D’ailleurs, à propos du Quichotte, avons-nous affaire à un roman ? Si, pour nous, la réponse ne fait pas de doute, il n’est pas sûr qu’il en ait été ainsi à l’époque de Cervantès, lequel écrivit, d’abord, une œuvre de dérision du roman de chevalerie, plus tributaire de la liberté désinvolte du romanzo de l’Arioste (Le Roland Furieux) que d’une forme canonique et constituée, ce que semble impliquer le terme « roman » à nos yeux.

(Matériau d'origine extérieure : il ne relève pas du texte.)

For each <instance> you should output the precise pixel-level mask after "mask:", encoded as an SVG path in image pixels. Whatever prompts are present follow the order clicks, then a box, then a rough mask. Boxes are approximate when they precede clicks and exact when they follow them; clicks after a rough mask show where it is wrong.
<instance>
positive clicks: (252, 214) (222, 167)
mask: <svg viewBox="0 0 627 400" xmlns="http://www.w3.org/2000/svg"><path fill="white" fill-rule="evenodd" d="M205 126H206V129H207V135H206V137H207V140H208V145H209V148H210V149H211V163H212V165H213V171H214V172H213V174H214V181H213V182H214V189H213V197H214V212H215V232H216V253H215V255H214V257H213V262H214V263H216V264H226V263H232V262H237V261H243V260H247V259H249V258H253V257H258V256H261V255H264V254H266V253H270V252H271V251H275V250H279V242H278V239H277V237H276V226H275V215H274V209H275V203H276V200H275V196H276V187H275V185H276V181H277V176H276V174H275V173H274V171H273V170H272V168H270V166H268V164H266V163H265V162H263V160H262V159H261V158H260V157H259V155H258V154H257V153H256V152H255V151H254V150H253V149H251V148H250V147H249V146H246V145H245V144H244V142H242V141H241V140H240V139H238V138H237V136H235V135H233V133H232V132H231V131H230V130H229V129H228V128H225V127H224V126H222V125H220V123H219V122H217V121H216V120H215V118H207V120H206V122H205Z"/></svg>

On ne peut guère voir plus clair en s’appuyant sur les déclarations de Cervantès lui-même. Le Prologue de la Première partie ne nous promet qu’une « tant naïve et sincère histoire… qu’en la lecture de votre histoire, le mélancolique soit ému à rire… l’histoire du fameux Don Quichotte de la Manche » (historia). Que faut-il entendre par ce terme à l’aube du XVIIe s. en Espagne ? Le lecteur de ce début du XXIe s. est victime de son esprit de sérieux, plus ou moins positiviste, et ne commet-il pas d’emblée un contre-sens en exigeant, en héritier du travail critique de ces 50 dernières années, une rigueur dans l’auto-définition contre laquelle Cervantès a pourtant tenté de nous prévenir ?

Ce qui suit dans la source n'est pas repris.